The average k / d ratio of individual soldiers is 1.299 ± 0.0237 (99% confidence interval). That is the sum of all the individual soldiers’ k / d ratios divided by the total number of soldiers.
However, when dealing with ratios, it’s generally better to transform them logarithmically; the mean log( k / d ) is 0.1391 ± 0.0077, which translates back to a k / d of 1.1492, with a 99% confidence interval of (1.1403, 1.1581).
Here are a couple of graphics I made with some of the available data, too:
This one is from a simple random sample of 2,500 players (about 10% of the total data–all of the data on one scatter plot like this would be ridiculous):
The correlation value here is -0.03, so basically zero. Maybe all those “sissy snipers” aren’t actually doing their k / d ratios any favors. The more relevant plot would be log( k / d ) vs (fraction of) time using a sniper rifle, but that involves a slightly more, well, involved SQL query; I’ll save that one for another time.
So, if there are any statistical questions you guys have that I might be able to answer with this gigantic chunk of data, this is the place to ask. I’d love to attack them!

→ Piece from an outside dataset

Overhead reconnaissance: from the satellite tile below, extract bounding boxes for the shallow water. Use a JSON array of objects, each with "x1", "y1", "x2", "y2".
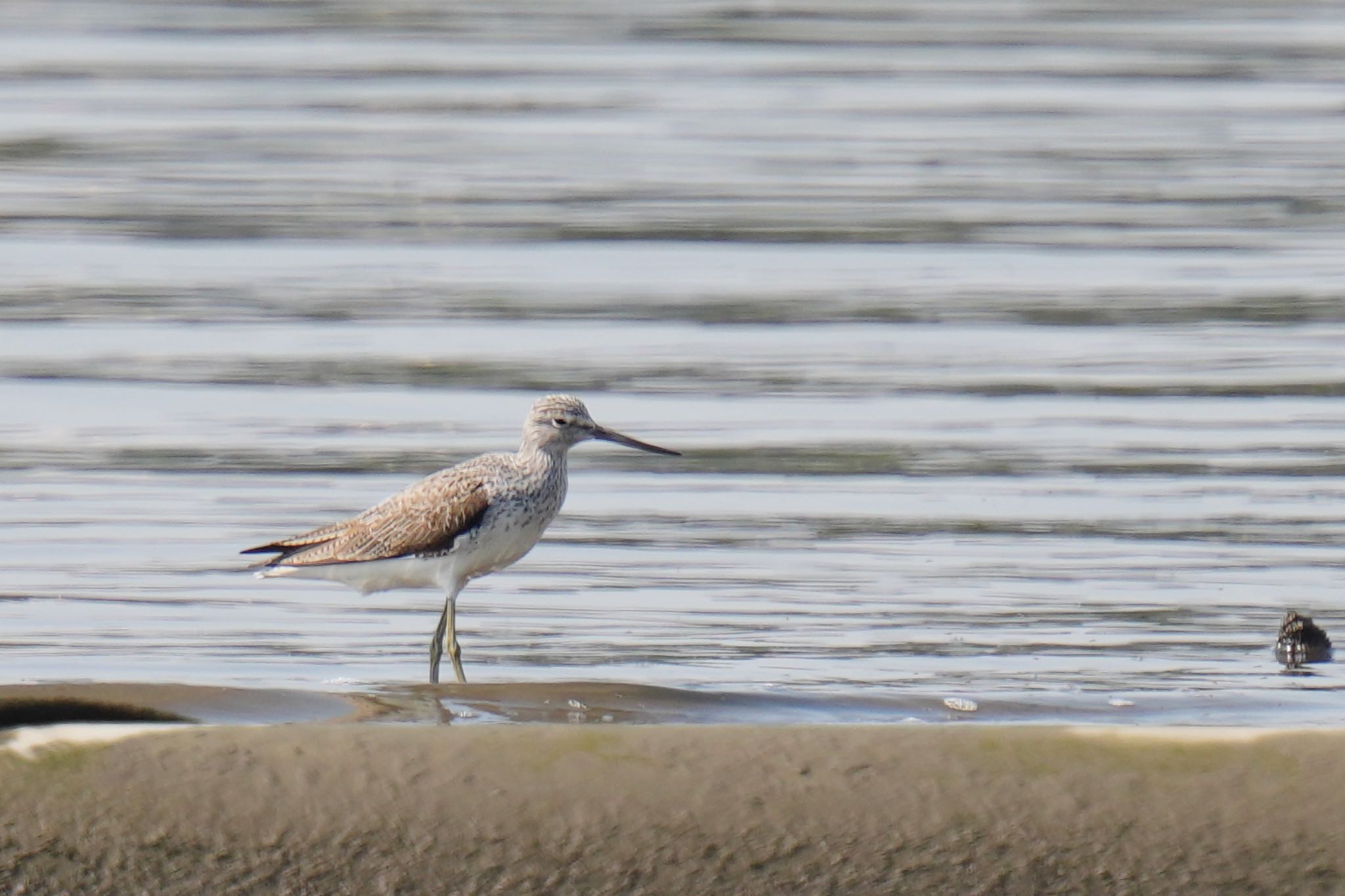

ADDENDUM: Data Collection Methodology
In order to query Battlelog’s stats API, an individual soldier’s “soldier ID” is required. To collect a bunch of IDs, I wrote a script to scrape the official Battlelog forums (I think just the BF4 General Discussions and Battlefield 4 - PC subforums, as I was seeking specifically data about PC players) for account names, then another to scrape those accounts’ profile pages looking for BF4 PC soldier IDs, then another to do a gazillion queries of the stats API. I ended up with data on just over 25,000 PC players in a 370ish MB SQLite database. The collection happened before the release of Naval Strike , although it happened close enough before then that it does feature some data on the NS weapons, vehicles, and equipment. I will probably run the collection script again in the near future; I have it running on a Raspberry Pi, and it’ll probably take between a week and two weeks to gather all the queries and update its database (which gets slower as the SQLite file gets larger).
So, admittedly, this isn’t a perfect random sample of players; it only includes players who have posted on the forums. I’m not sure what kind of bias this might induce in my data. Is it bias towards good players, because the ones most interested in the game are the ones who are going to post on the forums? Is it bias towards lousy players, because they are the ones spending all their time whining on the forums instead of getting better? In any case, the bias is probably much more deep and complicated than just good/bad (what do “good” and “bad” even mean in this context?). I honestly don’t know.